You should perhaps share the school names here that are straight forward. For the benefit of others. I am aware of only Emory among the often mentioned top names, as being not indulging in these tricks.

Has anyone received an NJMS interview yet?

@rk2017

I agree with you on value of ranked UG if students cannot make to their medical school

@gallentjill As @bsmdalien noted Hofstra requires MCAT to be cleared in the first sitting with a minimum of 80 percentile. Primarily because only 10% of their traditional Med School acceptances have a MCAT score of 80 percentile or less and want to ensure that their BSMDs fare better than that.

Thanks @GoldenRock

Their take is that while they accept 120 medscholars at least half of them really were never serious about medicine and were at best exploratory. So it’s not surprising that these 60 or so don’t even take the interview and pursue other interests. Of the 60 who are serious, they take about 45 on an average. The fact that 15 don’t make it is not account if their academic stats but rather that they aren’t able to make a strong case for why they want to become a Doctor? Ie they lack research volunteering shadowing etc. The question for us is if we should take the 75% acceptance stat and run with it while ensuring that the student pursues volunteering etc. 45 is a good solid number and keep in mind the competition is less given that their UG college isn’t the strongest. We are leaning toward SLU at the moment…

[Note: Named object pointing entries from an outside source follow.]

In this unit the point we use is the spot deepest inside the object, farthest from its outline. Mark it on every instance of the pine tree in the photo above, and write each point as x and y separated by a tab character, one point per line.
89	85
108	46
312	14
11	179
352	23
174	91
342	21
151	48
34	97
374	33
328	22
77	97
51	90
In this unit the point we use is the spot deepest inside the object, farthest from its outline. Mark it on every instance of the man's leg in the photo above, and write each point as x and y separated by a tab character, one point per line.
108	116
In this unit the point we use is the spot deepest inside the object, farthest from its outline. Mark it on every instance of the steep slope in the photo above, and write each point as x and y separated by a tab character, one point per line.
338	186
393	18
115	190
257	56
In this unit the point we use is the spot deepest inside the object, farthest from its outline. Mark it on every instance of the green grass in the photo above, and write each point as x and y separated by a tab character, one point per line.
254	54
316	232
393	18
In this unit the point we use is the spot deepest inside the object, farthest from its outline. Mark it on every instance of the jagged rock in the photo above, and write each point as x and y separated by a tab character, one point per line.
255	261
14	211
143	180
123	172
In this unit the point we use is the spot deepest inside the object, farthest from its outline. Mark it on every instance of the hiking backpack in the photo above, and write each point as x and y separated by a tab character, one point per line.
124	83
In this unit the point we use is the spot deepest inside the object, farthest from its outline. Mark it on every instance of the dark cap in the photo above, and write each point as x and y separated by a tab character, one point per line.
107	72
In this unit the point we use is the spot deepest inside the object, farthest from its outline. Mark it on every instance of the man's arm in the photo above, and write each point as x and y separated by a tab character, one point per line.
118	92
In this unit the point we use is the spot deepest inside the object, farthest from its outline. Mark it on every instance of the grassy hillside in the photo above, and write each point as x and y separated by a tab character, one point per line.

@sunitacarmen That is great. As long as you have done your due diligence and student is happy and familiar that is the right thing to do.

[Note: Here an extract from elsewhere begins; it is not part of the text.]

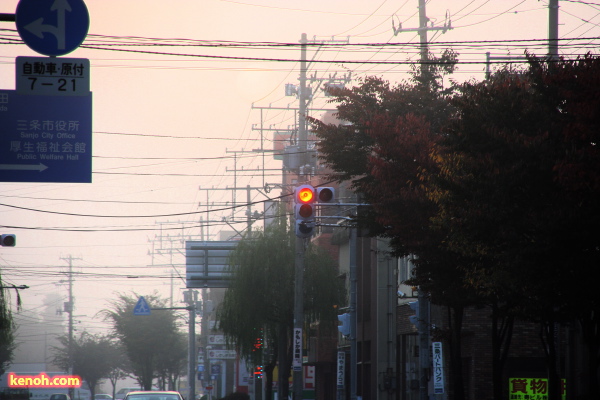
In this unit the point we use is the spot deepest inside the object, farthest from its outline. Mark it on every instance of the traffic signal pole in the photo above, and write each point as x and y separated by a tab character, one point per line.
300	242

@diaash Search my posts in this thread. In Jan or so I made a post. Or may be first check in BS/MD experience thread. That is small one and may be I posted there.

@sunitacarmen

Its an unconscious bias, SLU is not disclosing distribution of 50% attrition (~60 students) between interest part and GPA part. I tend to believe more on GPA part, due to history of students experience across the board, not just SLU. In fact we know a current student, same batch as my DS, had a B in one of Chem class and he is being advised to drop med scholar.

after first year attrition it tends to be ~90%.

@rk2017 Quinnipiac was the most straight forward school we visited. Drew and Hofstra were also very forthcoming. I rarely mention these schools on this board because most here wouldn’t consider them. Personally, I felt that Quinnipiac had one of the best pre-med advisers we encountered anywhere.